South Carolina taxpayer advocates already have complained that the state’s governor and Legislature haven’t been forthcoming about the total size of the tax hand-out Boeing extorted from them in exchange for the second 787 manufacturing line. This is just ore of the same bad governance, the South Carolina Policy Council says.

“Because South Carolina taxpayers are the who ones who will be picking up the tab for Boeing’s incentives, it only seems fair that these same South Carolina taxpayers have some idea of what it is they’re being saddled with before the deal is inked,” the Policy Council said Wednesday. “Lawmakers, both at the state and local level, seem to feel differently.”

District 751 President Tom Wroblewski says it’s clear now that Boeing only pretended to hold talks with the Machinists Union toward a long-term contract in order to put pressure on South Carolina lawmakers to come up with an even-more lavish tax handout. The talks were “merely a ploy to extort more money out of South Carolina taxpayers,” he said.

And it worked.

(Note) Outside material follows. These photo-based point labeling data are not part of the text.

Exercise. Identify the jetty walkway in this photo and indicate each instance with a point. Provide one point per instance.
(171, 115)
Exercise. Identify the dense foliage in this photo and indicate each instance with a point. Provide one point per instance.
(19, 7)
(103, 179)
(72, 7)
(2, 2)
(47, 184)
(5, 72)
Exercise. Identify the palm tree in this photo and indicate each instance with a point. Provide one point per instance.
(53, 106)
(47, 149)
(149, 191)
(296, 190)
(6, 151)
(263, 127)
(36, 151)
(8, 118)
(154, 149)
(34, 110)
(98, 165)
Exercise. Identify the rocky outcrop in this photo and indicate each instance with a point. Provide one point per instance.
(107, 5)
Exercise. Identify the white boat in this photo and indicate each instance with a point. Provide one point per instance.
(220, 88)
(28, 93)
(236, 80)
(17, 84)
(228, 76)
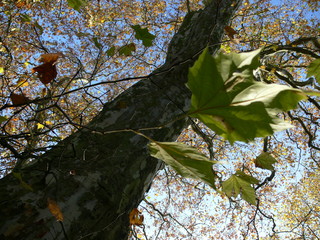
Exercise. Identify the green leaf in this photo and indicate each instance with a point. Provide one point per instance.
(228, 100)
(312, 93)
(22, 183)
(127, 50)
(2, 119)
(265, 161)
(314, 69)
(186, 160)
(25, 18)
(76, 4)
(96, 43)
(111, 51)
(240, 183)
(144, 35)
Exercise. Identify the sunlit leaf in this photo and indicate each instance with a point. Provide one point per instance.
(111, 51)
(186, 160)
(46, 72)
(22, 83)
(3, 119)
(135, 217)
(18, 176)
(96, 43)
(231, 32)
(25, 18)
(50, 57)
(55, 209)
(76, 4)
(40, 126)
(127, 49)
(240, 183)
(18, 99)
(144, 35)
(314, 69)
(229, 101)
(265, 161)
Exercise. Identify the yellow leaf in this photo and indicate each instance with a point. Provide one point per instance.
(22, 83)
(40, 126)
(55, 210)
(135, 217)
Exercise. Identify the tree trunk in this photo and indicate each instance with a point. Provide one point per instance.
(100, 173)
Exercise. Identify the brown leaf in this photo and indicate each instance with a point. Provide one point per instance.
(18, 99)
(50, 57)
(46, 72)
(135, 217)
(55, 209)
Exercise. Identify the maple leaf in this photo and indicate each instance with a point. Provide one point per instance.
(18, 99)
(135, 217)
(55, 209)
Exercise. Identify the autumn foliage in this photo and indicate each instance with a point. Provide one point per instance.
(47, 71)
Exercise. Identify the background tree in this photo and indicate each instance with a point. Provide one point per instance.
(100, 64)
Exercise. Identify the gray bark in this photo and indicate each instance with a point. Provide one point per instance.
(112, 166)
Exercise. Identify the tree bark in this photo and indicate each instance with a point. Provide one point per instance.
(100, 173)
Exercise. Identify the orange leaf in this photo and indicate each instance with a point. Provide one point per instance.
(46, 72)
(50, 57)
(230, 31)
(135, 217)
(55, 210)
(18, 99)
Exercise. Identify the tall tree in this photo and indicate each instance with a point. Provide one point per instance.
(96, 176)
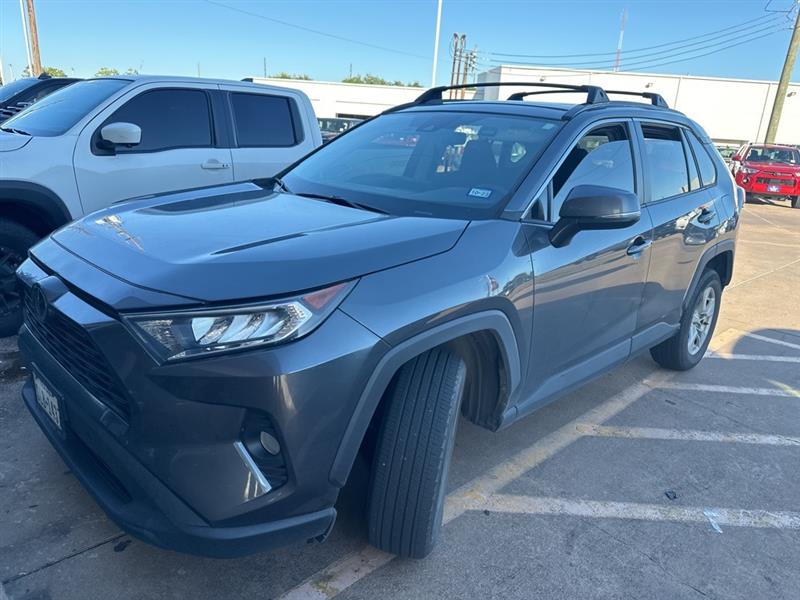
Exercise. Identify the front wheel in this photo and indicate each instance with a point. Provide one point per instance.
(686, 348)
(413, 453)
(15, 239)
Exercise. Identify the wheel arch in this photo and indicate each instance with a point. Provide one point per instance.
(720, 258)
(490, 326)
(33, 206)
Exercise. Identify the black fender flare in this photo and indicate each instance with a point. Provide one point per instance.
(494, 321)
(37, 199)
(717, 249)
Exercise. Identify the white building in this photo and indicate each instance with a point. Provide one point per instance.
(731, 110)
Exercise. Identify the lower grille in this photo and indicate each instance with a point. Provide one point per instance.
(775, 181)
(74, 350)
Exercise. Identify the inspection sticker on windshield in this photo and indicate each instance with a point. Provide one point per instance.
(479, 193)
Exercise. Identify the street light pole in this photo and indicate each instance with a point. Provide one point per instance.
(436, 42)
(783, 84)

Based on what’s been disclosed so far, it seems that ‘”for the money we’re paying Boeing, we could come close to eliminating corporate taxes for all South Carolina businesses,” said Ashely Landess, the South Carolina Policy Council’s president. “That kind of economic stimulus benefits the entire state and has a real impact on unemployment.

“Boeing’s decision to expand in South Carolina is good news,” said Landess said.  “Unfortunately, South Carolina taxpayers will have to pay them to do it.”